No hay ni cielo ni aceras, ni izquierda ni derecha. No hay frío, no hay coches, no hay pájaros. No hay ni tiempo ni espacio, ni gente, ni trabajo, ni prisas. No hay colores, salvo el verde clorofila del deseo; no hay ruido, salvo el del papel celofán de su aliento; no hay miedo, salvo el de no llegar a besar sus labios, salvo el de que sus labios no se atrevan a besarla.
No hay ojos que los miren, solo los suyos, dos ojos que se miran en otros dos, giran y se multiplican como caleidoscopios. No hay palabras, ni grandes ni pequeñas, ni torpes ni acertadas; tampoco hay risas, ni sonrisas, ya no. Ni viento, ni esa lluvia bailarina que se descuelga por los abrigos y poco a poco, con la paciencia de la hiedra, los empapa.

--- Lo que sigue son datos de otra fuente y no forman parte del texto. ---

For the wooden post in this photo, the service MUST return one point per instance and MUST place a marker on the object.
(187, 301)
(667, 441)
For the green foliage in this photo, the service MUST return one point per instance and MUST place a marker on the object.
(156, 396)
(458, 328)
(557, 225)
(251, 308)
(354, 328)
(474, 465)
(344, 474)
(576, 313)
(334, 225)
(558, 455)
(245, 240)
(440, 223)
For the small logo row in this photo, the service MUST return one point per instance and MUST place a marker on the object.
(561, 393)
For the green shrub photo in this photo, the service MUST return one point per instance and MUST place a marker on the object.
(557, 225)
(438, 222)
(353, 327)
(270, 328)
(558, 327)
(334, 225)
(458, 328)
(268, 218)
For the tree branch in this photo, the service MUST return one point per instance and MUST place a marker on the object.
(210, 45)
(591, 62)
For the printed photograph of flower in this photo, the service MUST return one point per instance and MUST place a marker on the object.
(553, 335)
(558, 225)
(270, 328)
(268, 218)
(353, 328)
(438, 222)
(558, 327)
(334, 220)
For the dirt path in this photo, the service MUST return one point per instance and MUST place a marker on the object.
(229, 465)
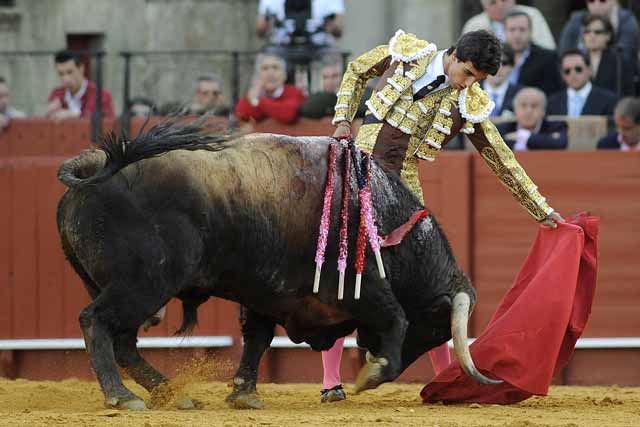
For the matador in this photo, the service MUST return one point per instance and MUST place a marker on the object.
(423, 99)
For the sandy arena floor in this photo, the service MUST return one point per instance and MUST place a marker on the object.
(79, 403)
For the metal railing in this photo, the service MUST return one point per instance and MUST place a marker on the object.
(235, 58)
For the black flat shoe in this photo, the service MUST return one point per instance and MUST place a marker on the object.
(334, 394)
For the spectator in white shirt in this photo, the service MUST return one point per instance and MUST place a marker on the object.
(581, 97)
(532, 131)
(492, 19)
(500, 89)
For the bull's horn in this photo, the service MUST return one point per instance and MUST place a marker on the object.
(79, 170)
(459, 320)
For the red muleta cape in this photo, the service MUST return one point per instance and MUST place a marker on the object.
(532, 335)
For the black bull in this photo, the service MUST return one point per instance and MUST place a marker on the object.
(238, 219)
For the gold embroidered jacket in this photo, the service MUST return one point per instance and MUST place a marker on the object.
(431, 121)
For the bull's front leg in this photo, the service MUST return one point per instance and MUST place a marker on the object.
(257, 332)
(383, 316)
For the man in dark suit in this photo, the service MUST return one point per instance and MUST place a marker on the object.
(626, 137)
(581, 97)
(534, 66)
(532, 131)
(498, 87)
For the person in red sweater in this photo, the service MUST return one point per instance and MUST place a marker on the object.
(77, 95)
(269, 96)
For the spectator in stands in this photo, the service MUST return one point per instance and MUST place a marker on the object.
(269, 96)
(581, 97)
(534, 66)
(626, 137)
(500, 89)
(7, 112)
(77, 95)
(140, 106)
(492, 19)
(209, 97)
(320, 104)
(532, 131)
(610, 69)
(624, 23)
(281, 21)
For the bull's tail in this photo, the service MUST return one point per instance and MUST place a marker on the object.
(95, 166)
(190, 314)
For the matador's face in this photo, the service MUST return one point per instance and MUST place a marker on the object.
(463, 74)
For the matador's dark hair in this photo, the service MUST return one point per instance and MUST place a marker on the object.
(482, 48)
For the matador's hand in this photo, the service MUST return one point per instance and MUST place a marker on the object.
(552, 220)
(343, 129)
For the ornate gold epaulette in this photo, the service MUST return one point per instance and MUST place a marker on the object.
(406, 47)
(475, 104)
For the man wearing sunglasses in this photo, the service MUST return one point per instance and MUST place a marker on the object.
(623, 21)
(581, 97)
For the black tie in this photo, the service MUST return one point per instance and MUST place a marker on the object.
(429, 88)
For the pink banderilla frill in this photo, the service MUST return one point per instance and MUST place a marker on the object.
(344, 218)
(326, 217)
(372, 230)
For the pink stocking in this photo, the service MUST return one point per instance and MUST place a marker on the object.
(331, 365)
(440, 358)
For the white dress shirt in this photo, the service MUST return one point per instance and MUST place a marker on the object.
(433, 71)
(74, 101)
(497, 94)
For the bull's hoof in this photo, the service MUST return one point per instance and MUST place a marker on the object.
(136, 404)
(245, 400)
(186, 404)
(371, 375)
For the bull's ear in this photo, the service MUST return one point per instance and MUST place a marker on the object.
(441, 307)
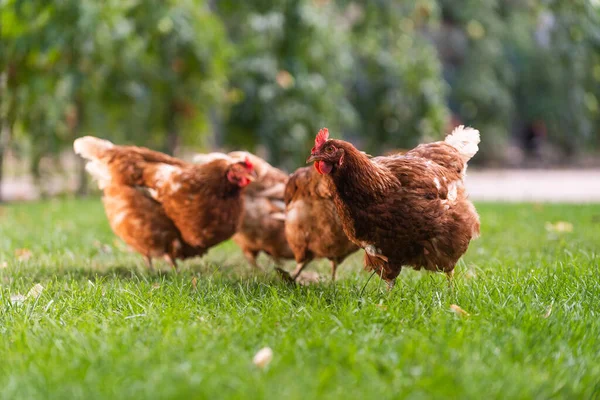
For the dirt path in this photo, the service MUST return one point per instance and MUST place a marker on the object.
(573, 186)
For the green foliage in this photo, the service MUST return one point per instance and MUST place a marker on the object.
(104, 327)
(292, 60)
(396, 86)
(266, 75)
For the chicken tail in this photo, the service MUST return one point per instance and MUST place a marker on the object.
(99, 172)
(465, 140)
(209, 157)
(91, 148)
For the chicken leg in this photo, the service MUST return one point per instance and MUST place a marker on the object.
(334, 265)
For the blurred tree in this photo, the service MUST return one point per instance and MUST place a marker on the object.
(287, 80)
(397, 86)
(176, 68)
(476, 67)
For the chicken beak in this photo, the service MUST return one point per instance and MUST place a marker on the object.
(313, 158)
(251, 176)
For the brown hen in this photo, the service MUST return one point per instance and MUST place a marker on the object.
(162, 206)
(404, 210)
(262, 228)
(313, 228)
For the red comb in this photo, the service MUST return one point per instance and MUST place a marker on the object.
(322, 137)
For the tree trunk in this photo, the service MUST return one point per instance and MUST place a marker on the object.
(7, 118)
(217, 140)
(3, 78)
(172, 138)
(82, 178)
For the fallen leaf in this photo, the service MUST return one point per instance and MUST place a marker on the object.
(35, 291)
(284, 79)
(263, 357)
(17, 298)
(308, 277)
(459, 311)
(23, 254)
(560, 227)
(103, 248)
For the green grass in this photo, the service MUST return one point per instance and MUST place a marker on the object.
(106, 328)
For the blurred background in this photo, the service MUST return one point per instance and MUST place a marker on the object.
(185, 76)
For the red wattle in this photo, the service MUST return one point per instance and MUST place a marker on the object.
(317, 168)
(323, 167)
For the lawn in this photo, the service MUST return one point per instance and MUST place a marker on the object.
(104, 327)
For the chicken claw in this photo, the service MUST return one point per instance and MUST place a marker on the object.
(374, 252)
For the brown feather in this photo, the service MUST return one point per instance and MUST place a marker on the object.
(409, 210)
(313, 228)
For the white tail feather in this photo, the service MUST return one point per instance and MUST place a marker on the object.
(465, 140)
(90, 147)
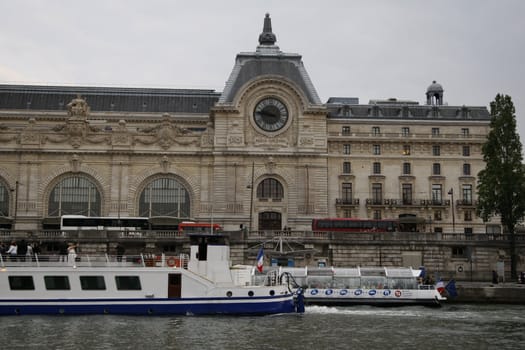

No hay hambre, no hay pan; no hay sed, no hay agua. Solo hay una mano temblorosa, la de él, que duda, que arde y avanza como entre ramas hacia ella, hacia el reflejo caoba de su pelo; que se congela, retrocede y busca el refugio de un bolsillo. Solo hay un corazón, el de ella, que bate las alas, que quiere salir de su jaula y tropieza con los barrotes de su caja torácica. Solo hay un momento, un instante, un segundo -el lanzamiento de unos dados, el rojo y el negro de una ruleta, un parpadeo, el vuelo de un insecto, el flash de un fotógrafo, el dibujo de un cigarrillo en el aire-, y si nadie lo atrapa se perderá para siempre en los sótanos de un museo.
No hay ni excusas ni reproches, ni mentiras ni verdades. Ya no hay espuma ni mares. Ya solo hay espinas en los dedos y una bola de papel de plata atravesada en la garganta. Ya solo hay frío, lluvia ácida y un apresurado «Nos vemos mañana en la oficina» que se aleja calle abajo y acaba, con el barro, en las alcantarillas.